Compton, California, was once a city notorious for its crime rate and gang presence. These days, Compton should also be known for its effective mayor: 32-year-old Aja Brown. The leader, who has multiple degrees in urban planning and economic development, made history as Compton's youngest mayor when she was elected in 2013 and has been applying her skills to help her hometown ever since.

Under Brown's watch, Compton has restructured its $40 million debt, reduced bank loans and generated budget surplus, she told Vogue in 2013. Brown isn't just financially savvy, though. She's also concerned with improving the daily lives of Compton residents. "Our crime rate is down 25%, our unemployment rate [is] down 5%, and we have nearly 1,000 new jobs coming into the community," Brown told ABC News in January.

"I'm proud of the work that we've been able to accomplish here, and I'm excited because I know that the best is yet to come," Brown told ABC News.
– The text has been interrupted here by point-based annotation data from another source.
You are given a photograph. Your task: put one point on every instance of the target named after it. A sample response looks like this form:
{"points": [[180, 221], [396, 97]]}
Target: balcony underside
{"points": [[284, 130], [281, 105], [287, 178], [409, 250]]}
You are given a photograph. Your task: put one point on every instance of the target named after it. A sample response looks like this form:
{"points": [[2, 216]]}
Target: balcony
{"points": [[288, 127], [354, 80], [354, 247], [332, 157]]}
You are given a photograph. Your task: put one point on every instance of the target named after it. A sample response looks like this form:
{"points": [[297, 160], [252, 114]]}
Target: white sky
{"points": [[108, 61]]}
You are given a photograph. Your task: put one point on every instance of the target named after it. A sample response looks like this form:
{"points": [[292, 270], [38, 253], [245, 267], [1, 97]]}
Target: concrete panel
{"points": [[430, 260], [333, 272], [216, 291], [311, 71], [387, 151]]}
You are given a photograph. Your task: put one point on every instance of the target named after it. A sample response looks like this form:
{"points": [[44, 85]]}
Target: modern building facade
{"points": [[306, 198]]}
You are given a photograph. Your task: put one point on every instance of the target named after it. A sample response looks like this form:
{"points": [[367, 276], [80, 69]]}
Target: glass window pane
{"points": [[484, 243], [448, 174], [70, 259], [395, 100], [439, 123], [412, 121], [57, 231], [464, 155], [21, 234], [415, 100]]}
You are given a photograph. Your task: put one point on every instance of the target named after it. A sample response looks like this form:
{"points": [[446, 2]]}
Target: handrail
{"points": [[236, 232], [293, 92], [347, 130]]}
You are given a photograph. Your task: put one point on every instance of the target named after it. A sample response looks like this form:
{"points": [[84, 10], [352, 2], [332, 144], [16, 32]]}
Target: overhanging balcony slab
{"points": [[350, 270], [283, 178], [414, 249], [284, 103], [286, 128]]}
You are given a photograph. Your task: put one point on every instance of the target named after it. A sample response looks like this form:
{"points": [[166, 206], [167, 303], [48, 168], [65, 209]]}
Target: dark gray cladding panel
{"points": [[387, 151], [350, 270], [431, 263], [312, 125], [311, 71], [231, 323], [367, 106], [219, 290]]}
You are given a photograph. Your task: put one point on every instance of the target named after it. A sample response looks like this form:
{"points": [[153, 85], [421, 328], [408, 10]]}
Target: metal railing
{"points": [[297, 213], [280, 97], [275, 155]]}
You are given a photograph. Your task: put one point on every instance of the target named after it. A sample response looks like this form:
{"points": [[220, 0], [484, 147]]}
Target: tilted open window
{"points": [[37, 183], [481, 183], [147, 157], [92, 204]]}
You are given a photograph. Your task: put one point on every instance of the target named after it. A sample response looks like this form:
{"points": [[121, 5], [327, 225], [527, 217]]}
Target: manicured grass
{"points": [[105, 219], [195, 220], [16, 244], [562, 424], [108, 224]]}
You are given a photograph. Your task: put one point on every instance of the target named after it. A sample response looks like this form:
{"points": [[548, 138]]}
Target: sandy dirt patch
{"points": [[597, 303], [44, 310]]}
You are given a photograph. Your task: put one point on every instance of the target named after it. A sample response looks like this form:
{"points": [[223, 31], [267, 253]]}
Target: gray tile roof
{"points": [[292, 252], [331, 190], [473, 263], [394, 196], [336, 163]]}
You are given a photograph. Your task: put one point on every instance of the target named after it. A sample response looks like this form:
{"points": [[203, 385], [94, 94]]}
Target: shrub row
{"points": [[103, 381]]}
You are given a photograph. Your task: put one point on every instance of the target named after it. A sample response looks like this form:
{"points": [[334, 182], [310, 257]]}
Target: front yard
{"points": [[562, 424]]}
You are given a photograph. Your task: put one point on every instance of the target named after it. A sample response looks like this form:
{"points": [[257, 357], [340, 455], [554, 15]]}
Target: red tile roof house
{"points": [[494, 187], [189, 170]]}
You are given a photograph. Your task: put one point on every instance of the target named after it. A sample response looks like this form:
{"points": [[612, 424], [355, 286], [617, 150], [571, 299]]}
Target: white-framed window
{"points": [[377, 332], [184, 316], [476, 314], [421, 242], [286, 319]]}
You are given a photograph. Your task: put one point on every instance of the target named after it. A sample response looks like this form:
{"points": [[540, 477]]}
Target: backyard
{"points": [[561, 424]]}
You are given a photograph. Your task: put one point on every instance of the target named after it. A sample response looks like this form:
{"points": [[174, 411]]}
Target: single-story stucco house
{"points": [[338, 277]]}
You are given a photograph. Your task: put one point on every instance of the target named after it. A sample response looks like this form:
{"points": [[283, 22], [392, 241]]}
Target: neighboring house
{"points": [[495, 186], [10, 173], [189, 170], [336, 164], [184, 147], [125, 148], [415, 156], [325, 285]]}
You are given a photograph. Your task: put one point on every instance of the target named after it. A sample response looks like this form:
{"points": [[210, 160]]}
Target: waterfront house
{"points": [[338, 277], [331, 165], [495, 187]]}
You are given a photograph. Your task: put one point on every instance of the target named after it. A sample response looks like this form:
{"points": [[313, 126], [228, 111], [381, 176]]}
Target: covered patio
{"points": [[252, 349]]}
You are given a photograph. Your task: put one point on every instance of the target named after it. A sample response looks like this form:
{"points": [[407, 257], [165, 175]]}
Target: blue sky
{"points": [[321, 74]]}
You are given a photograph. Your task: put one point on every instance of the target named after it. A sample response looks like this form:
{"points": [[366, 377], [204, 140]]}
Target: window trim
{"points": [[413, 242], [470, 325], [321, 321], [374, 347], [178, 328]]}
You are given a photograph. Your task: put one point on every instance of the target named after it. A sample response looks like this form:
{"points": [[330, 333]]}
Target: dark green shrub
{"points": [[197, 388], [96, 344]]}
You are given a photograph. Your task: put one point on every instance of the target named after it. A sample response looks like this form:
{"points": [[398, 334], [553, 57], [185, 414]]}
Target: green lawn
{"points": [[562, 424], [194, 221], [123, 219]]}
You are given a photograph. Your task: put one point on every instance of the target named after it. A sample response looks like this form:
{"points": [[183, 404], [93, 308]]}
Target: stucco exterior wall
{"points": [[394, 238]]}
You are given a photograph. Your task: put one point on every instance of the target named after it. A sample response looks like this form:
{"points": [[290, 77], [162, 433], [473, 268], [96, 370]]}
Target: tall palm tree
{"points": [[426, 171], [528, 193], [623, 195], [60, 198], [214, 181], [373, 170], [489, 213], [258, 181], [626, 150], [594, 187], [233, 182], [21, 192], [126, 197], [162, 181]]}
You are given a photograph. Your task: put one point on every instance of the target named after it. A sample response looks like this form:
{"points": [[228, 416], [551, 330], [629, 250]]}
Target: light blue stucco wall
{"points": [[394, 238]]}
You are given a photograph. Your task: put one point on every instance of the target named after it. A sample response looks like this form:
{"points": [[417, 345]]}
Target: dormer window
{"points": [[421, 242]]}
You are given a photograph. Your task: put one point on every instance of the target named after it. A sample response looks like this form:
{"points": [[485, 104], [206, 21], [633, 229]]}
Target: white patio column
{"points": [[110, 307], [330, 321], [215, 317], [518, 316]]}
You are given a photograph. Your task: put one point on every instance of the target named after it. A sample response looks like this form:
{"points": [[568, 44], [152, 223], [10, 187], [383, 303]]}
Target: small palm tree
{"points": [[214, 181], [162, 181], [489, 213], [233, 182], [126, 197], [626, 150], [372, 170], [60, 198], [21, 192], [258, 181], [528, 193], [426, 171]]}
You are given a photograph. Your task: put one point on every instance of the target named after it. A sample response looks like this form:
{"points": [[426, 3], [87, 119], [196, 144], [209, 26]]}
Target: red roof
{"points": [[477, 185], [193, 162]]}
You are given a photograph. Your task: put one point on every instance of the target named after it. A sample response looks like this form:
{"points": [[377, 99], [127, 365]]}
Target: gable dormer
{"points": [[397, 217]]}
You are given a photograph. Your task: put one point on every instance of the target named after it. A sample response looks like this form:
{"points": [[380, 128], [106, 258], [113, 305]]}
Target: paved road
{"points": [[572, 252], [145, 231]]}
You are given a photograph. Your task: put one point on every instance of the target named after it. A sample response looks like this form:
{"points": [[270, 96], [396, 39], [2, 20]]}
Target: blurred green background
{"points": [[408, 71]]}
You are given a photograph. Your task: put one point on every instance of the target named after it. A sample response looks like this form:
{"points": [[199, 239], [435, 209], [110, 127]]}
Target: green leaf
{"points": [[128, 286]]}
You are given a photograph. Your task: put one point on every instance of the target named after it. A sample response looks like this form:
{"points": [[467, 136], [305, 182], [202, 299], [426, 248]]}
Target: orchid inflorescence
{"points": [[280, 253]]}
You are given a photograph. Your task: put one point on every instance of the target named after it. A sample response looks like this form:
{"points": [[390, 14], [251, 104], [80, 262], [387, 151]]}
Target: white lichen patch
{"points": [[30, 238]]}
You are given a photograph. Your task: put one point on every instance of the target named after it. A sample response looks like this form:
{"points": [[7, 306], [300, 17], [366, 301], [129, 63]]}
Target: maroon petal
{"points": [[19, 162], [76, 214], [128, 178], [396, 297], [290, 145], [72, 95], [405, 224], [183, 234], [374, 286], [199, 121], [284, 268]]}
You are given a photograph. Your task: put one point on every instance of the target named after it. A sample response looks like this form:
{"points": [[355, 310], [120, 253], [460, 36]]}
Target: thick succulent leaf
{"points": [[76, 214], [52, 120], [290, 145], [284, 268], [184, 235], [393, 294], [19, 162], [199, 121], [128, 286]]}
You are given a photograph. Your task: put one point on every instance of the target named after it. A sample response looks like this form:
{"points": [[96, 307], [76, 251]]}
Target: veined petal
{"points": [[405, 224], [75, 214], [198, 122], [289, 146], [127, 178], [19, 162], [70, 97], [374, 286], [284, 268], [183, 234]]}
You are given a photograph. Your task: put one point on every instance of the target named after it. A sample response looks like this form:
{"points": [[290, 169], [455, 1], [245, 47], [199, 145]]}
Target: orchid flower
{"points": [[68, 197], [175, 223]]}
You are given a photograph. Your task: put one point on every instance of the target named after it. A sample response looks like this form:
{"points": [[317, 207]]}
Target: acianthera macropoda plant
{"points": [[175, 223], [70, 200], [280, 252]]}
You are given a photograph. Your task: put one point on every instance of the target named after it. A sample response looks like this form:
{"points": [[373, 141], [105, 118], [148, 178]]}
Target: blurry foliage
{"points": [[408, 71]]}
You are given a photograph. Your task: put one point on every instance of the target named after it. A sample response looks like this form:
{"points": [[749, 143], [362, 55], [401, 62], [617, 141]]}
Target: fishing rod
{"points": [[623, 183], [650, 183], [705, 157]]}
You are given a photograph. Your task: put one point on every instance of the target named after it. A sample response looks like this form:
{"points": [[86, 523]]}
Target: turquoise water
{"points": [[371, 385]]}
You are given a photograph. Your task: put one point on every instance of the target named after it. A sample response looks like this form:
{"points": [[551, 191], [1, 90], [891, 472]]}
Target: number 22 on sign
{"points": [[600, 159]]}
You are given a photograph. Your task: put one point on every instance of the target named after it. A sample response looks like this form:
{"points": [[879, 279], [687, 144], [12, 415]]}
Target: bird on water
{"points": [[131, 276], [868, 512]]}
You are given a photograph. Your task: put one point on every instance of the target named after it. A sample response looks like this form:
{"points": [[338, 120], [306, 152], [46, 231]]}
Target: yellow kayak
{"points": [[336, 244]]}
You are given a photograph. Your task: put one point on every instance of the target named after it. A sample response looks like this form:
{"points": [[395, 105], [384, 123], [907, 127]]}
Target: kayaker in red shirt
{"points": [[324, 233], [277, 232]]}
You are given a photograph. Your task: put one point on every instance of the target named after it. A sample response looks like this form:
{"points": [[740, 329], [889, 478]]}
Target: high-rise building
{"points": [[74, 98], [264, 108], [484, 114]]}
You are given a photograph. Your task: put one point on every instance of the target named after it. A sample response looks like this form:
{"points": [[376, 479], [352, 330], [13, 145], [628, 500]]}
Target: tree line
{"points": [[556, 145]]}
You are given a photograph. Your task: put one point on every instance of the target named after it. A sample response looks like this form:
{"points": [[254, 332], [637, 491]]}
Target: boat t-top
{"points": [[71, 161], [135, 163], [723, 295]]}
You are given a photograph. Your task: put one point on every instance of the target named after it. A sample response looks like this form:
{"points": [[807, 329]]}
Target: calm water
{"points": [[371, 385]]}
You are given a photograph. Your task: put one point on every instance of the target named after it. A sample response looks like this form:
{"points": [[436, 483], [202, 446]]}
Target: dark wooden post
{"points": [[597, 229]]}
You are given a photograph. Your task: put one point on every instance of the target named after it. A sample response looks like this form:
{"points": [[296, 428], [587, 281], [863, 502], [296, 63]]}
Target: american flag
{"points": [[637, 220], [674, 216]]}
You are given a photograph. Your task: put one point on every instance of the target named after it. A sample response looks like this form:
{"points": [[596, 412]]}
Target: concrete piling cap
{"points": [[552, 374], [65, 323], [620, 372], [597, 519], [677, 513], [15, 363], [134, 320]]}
If her track record is any indication, what's yet to come will certainly be impressive. 

Yamilee Toussaint

Women are underrepresented in STEM fields and girls' interest in the field is declining. But Yamilee Toussaint is combating this in a highly creative way: through dance. 

"I've learned through my own experience as an engineering student and later as a [Teach for America] corps member that confidence is one of the main barriers that keeps underrepresented minority girls from entering (and staying in) STEM," Toussaint, a dancer who studied mechanical engineering at MIT, wrote in a post on Teach for America's website. "I believe that confidence built from dance translates to confidence in any endeavor in life, even in the STEM classroom."

Toussaint's organization, STEM From Dance, accomplishes this by exposing minority girls in low-income communities to "intensive and rigorous instruction in math and science courses" with an "introspective and challenging dance curriculum" and "interactive and compelling activities to increase STEM exposure," according to the organization. 

"We envision a nation where underrepresented minorities are equally empowered to achieve job and economic security," the website states. With Toussaint at the helm, it seems this goal is likely to become a reality.